This script attempts to clean the jobs data further using regex, as well as an embedding model to perform similarity search to extract parts of a job description which are relevant to ISCO classification i.e. tasks and skills

In [1]:
import pandas as pd
from sentence_transformers import SentenceTransformer
import numpy as np
from tqdm.notebook import tqdm
import re
import nltk

nltk.download('punkt_tab')

  from tqdm.autonotebook import tqdm, trange
[nltk_data] Downloading package punkt_tab to
[nltk_data]     /Users/hydraze/nltk_data...
[nltk_data]   Package punkt_tab is already up-to-date!


True

In [2]:
# Set file paths: Input is output of 1.data_processing.ipynb
jobs_input_path = '../output/jobs_ts.csv'
jobs_output_path = '../output/jobs_ts_cleaned_simsearch_regex.csv'

In [3]:
# Load data
jobs_ts = pd.read_csv(jobs_input_path)

In [4]:
# Split into sentences for each jd, facilitates cleaning downstream
jobs_ts['title_desc_ts_clean_sent_tok'] = [nltk.tokenize.sent_tokenize(td) for td in jobs_ts['title_desc_ts_postclean']]

In [5]:
# Filter out sentences which contain patterns unrelated to a job description. These sentences tend to be with respect to PDPA, or are 
# text belonging to the website which the JDs were scraped from e.g. "log in here", or "forgot password", which were likely to be buttons 
# on websites. 
def is_match(regex, text):
    pattern = re.compile(regex)
    return pattern.search(text) is not None

# Compile keywords for removal
regex = r"personal data|discriminat.*|i agree home|privacy policy|cookie|confirmation link|\slogin\s|log in|\scv\s|curriculum vitae|recommended browser|job alert|forgot password|t&c|job opportunities|sign up|receive notification|job ads|click here|resume"

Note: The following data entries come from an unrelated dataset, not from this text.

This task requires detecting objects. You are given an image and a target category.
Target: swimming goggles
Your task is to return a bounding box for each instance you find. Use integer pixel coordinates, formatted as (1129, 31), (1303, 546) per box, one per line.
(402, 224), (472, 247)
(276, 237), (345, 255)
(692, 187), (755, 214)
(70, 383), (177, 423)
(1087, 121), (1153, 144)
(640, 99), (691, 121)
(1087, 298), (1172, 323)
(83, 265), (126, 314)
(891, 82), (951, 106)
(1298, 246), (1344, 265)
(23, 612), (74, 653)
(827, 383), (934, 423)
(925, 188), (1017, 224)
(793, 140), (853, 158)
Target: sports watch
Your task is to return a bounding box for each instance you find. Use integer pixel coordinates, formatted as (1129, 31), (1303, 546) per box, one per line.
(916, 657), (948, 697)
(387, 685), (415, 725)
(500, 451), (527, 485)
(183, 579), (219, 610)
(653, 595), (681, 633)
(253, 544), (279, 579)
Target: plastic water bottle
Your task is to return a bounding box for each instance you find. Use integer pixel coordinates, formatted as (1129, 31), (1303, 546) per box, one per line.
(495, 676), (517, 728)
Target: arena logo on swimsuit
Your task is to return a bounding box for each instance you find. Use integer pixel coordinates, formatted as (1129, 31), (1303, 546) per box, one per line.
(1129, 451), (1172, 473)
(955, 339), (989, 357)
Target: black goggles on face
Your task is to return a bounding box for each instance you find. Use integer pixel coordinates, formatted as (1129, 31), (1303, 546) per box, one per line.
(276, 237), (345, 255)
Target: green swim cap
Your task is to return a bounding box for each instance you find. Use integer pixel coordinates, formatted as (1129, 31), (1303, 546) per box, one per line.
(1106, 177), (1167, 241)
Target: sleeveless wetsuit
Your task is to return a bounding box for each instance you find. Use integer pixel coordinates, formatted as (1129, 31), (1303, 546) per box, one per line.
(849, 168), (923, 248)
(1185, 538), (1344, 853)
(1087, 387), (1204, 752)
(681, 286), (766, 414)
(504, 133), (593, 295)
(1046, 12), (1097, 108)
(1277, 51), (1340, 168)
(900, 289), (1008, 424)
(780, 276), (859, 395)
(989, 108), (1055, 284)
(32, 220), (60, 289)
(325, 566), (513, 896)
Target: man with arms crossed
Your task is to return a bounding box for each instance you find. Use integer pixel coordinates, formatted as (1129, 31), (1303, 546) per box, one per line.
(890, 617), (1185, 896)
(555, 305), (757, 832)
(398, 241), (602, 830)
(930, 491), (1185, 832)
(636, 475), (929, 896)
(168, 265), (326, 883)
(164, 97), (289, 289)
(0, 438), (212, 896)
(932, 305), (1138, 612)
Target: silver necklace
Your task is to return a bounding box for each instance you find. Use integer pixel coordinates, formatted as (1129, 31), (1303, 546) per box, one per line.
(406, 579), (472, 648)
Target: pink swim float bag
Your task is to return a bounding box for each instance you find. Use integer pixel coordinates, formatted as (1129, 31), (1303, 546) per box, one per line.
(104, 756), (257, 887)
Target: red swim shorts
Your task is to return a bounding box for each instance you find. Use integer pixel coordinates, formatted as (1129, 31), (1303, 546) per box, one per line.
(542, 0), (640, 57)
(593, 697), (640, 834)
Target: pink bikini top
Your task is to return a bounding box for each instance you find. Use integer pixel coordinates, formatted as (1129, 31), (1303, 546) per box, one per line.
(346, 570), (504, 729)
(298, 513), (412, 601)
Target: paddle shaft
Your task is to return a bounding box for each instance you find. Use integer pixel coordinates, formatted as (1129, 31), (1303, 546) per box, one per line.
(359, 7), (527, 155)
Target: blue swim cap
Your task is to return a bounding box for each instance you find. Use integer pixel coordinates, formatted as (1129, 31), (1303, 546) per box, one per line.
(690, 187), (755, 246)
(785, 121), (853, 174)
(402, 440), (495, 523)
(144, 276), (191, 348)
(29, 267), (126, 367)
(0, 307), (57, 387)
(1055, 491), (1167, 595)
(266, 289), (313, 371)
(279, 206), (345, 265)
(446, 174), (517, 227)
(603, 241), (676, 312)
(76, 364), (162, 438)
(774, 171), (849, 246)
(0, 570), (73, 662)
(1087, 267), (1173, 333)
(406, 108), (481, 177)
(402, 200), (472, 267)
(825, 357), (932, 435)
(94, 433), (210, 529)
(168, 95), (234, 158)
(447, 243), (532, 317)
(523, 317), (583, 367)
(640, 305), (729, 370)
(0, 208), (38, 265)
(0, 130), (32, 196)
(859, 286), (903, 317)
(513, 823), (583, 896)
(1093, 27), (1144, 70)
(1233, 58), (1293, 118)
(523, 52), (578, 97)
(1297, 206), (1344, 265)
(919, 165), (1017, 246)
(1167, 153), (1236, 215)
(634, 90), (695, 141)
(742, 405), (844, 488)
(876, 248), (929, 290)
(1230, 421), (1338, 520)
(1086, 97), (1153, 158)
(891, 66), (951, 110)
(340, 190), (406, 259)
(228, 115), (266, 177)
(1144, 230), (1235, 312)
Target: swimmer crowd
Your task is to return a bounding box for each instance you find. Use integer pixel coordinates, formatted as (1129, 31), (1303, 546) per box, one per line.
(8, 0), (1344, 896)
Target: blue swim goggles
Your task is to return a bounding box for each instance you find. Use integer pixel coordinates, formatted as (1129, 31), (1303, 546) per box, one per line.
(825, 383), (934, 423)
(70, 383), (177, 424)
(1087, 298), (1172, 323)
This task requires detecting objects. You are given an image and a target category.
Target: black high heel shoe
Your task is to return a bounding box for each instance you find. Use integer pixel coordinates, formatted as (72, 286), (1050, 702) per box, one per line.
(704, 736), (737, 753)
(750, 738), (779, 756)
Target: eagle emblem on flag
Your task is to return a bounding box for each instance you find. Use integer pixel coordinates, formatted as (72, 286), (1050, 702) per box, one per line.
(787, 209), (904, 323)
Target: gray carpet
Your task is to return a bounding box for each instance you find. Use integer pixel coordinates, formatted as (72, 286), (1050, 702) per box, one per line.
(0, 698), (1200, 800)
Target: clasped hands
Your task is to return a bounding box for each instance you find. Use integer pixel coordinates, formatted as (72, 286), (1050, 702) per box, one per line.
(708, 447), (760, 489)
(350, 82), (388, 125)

all_cleaned_sent_tok_list = [] # To store all rows of data
removed_sent_list = [] # If want to perform analysis on what is being removed
for sent_tokenised in jobs_ts['title_desc_ts_clean_sent_tok']:
    cleaned_sent_tok_list = [] # List to store cleaned sentences for each row of data
    
    # For each sentence, keep them if they are not matching the keywords above
    for sent in sent_tokenised:
        if not is_match(regex, sent) and len(sent) > 2: # Ensure that empty spaces, and single letter/character splits are removed
            sent = sent.strip()
            cleaned_sent_tok_list.append(sent)
        else:
            removed_sent_list.append(sent)
            
    all_cleaned_sent_tok_list.append(cleaned_sent_tok_list)

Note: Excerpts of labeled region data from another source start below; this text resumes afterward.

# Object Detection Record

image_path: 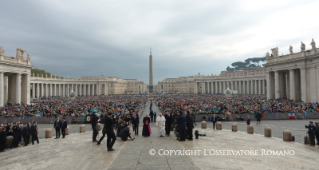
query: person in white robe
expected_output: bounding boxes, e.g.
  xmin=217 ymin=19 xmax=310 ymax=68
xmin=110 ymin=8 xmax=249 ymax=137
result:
xmin=156 ymin=113 xmax=165 ymax=137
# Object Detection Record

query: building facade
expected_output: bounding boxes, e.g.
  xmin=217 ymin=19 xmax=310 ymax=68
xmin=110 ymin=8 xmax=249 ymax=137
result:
xmin=0 ymin=47 xmax=146 ymax=107
xmin=264 ymin=39 xmax=319 ymax=103
xmin=158 ymin=68 xmax=267 ymax=95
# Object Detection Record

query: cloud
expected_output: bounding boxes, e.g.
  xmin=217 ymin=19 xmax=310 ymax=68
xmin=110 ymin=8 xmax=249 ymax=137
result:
xmin=0 ymin=0 xmax=319 ymax=83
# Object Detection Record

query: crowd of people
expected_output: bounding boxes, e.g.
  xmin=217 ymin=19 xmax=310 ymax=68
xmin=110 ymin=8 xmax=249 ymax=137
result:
xmin=156 ymin=94 xmax=319 ymax=116
xmin=0 ymin=94 xmax=319 ymax=151
xmin=0 ymin=121 xmax=39 ymax=152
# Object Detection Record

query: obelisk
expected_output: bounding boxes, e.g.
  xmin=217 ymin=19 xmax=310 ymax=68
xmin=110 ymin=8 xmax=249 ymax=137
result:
xmin=149 ymin=49 xmax=153 ymax=100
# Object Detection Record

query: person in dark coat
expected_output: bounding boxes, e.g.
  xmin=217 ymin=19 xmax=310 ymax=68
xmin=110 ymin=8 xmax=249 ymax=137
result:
xmin=247 ymin=116 xmax=250 ymax=126
xmin=132 ymin=113 xmax=140 ymax=135
xmin=6 ymin=123 xmax=13 ymax=136
xmin=120 ymin=126 xmax=135 ymax=141
xmin=315 ymin=122 xmax=319 ymax=145
xmin=164 ymin=112 xmax=173 ymax=136
xmin=212 ymin=114 xmax=217 ymax=129
xmin=150 ymin=110 xmax=154 ymax=122
xmin=30 ymin=121 xmax=39 ymax=145
xmin=91 ymin=113 xmax=99 ymax=142
xmin=177 ymin=111 xmax=186 ymax=141
xmin=0 ymin=127 xmax=7 ymax=152
xmin=11 ymin=122 xmax=21 ymax=148
xmin=256 ymin=112 xmax=261 ymax=125
xmin=61 ymin=118 xmax=68 ymax=138
xmin=53 ymin=117 xmax=62 ymax=139
xmin=186 ymin=111 xmax=194 ymax=140
xmin=22 ymin=124 xmax=30 ymax=146
xmin=142 ymin=114 xmax=151 ymax=137
xmin=104 ymin=112 xmax=116 ymax=151
xmin=305 ymin=121 xmax=316 ymax=146
xmin=116 ymin=122 xmax=125 ymax=137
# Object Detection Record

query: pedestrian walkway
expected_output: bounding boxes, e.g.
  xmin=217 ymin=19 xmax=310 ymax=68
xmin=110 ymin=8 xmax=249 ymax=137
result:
xmin=110 ymin=102 xmax=199 ymax=170
xmin=0 ymin=103 xmax=319 ymax=170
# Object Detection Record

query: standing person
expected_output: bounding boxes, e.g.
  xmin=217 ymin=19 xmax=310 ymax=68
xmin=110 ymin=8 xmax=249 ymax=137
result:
xmin=305 ymin=121 xmax=315 ymax=146
xmin=150 ymin=110 xmax=154 ymax=122
xmin=154 ymin=112 xmax=157 ymax=122
xmin=22 ymin=124 xmax=30 ymax=146
xmin=256 ymin=112 xmax=261 ymax=125
xmin=177 ymin=111 xmax=186 ymax=141
xmin=142 ymin=114 xmax=152 ymax=137
xmin=31 ymin=121 xmax=39 ymax=145
xmin=212 ymin=114 xmax=217 ymax=130
xmin=53 ymin=117 xmax=62 ymax=139
xmin=132 ymin=113 xmax=140 ymax=135
xmin=0 ymin=127 xmax=7 ymax=152
xmin=165 ymin=111 xmax=173 ymax=136
xmin=316 ymin=122 xmax=319 ymax=145
xmin=104 ymin=112 xmax=116 ymax=151
xmin=186 ymin=111 xmax=194 ymax=140
xmin=156 ymin=113 xmax=165 ymax=137
xmin=120 ymin=126 xmax=135 ymax=141
xmin=91 ymin=113 xmax=99 ymax=142
xmin=247 ymin=116 xmax=250 ymax=126
xmin=191 ymin=113 xmax=197 ymax=126
xmin=61 ymin=118 xmax=68 ymax=138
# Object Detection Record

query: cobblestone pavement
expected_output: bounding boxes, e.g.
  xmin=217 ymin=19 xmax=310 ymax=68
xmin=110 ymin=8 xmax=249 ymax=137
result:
xmin=109 ymin=103 xmax=199 ymax=170
xmin=0 ymin=101 xmax=319 ymax=170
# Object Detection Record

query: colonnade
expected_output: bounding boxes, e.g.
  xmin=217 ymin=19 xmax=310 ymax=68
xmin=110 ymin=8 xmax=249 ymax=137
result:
xmin=0 ymin=72 xmax=30 ymax=107
xmin=30 ymin=82 xmax=108 ymax=98
xmin=194 ymin=79 xmax=267 ymax=94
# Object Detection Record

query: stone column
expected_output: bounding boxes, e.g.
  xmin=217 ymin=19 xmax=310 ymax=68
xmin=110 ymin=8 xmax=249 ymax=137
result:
xmin=275 ymin=71 xmax=280 ymax=99
xmin=49 ymin=83 xmax=53 ymax=96
xmin=39 ymin=82 xmax=44 ymax=97
xmin=75 ymin=84 xmax=79 ymax=96
xmin=31 ymin=83 xmax=35 ymax=99
xmin=62 ymin=84 xmax=65 ymax=97
xmin=79 ymin=84 xmax=83 ymax=96
xmin=194 ymin=82 xmax=198 ymax=94
xmin=289 ymin=69 xmax=296 ymax=100
xmin=3 ymin=76 xmax=9 ymax=105
xmin=15 ymin=73 xmax=21 ymax=104
xmin=105 ymin=83 xmax=110 ymax=95
xmin=87 ymin=84 xmax=91 ymax=96
xmin=92 ymin=84 xmax=95 ymax=96
xmin=96 ymin=83 xmax=101 ymax=95
xmin=36 ymin=83 xmax=40 ymax=98
xmin=254 ymin=80 xmax=258 ymax=94
xmin=262 ymin=80 xmax=268 ymax=94
xmin=309 ymin=67 xmax=317 ymax=103
xmin=215 ymin=81 xmax=218 ymax=93
xmin=257 ymin=80 xmax=261 ymax=94
xmin=0 ymin=72 xmax=5 ymax=107
xmin=21 ymin=74 xmax=30 ymax=104
xmin=65 ymin=84 xmax=70 ymax=97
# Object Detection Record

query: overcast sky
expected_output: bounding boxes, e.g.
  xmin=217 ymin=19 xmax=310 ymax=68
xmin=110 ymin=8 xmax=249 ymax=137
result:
xmin=0 ymin=0 xmax=319 ymax=84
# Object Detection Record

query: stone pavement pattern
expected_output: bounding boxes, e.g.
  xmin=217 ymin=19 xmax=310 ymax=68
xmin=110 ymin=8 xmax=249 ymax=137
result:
xmin=0 ymin=101 xmax=319 ymax=170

jobs_ts['title_desc_ts_clean_sent_tok_regex'] = all_cleaned_sent_tok_list

In [6]:
# fill in with the pre-regex tokenised sentence if everything was removed by the regex filtering above
# sometimes the JDs go on and on without any full stops and form one long sentence, and the keywords above are part of it. 
jd_removed_bool = (jobs_ts['title_desc_ts_clean_sent_tok_regex'].apply(len) == 0) # Check which ones are empty lists. If there is at least one sentence which passes the filter, it would have a length of 1
jobs_ts.loc[jd_removed_bool, 'title_desc_ts_clean_sent_tok_regex'] = jobs_ts.loc[jd_removed_bool, 'title_desc_ts_clean_sent_tok']

jobs_ts['title_desc_ts_postclean_regex'] = jobs_ts['title_desc_ts_clean_sent_tok_regex'].apply(' '.join)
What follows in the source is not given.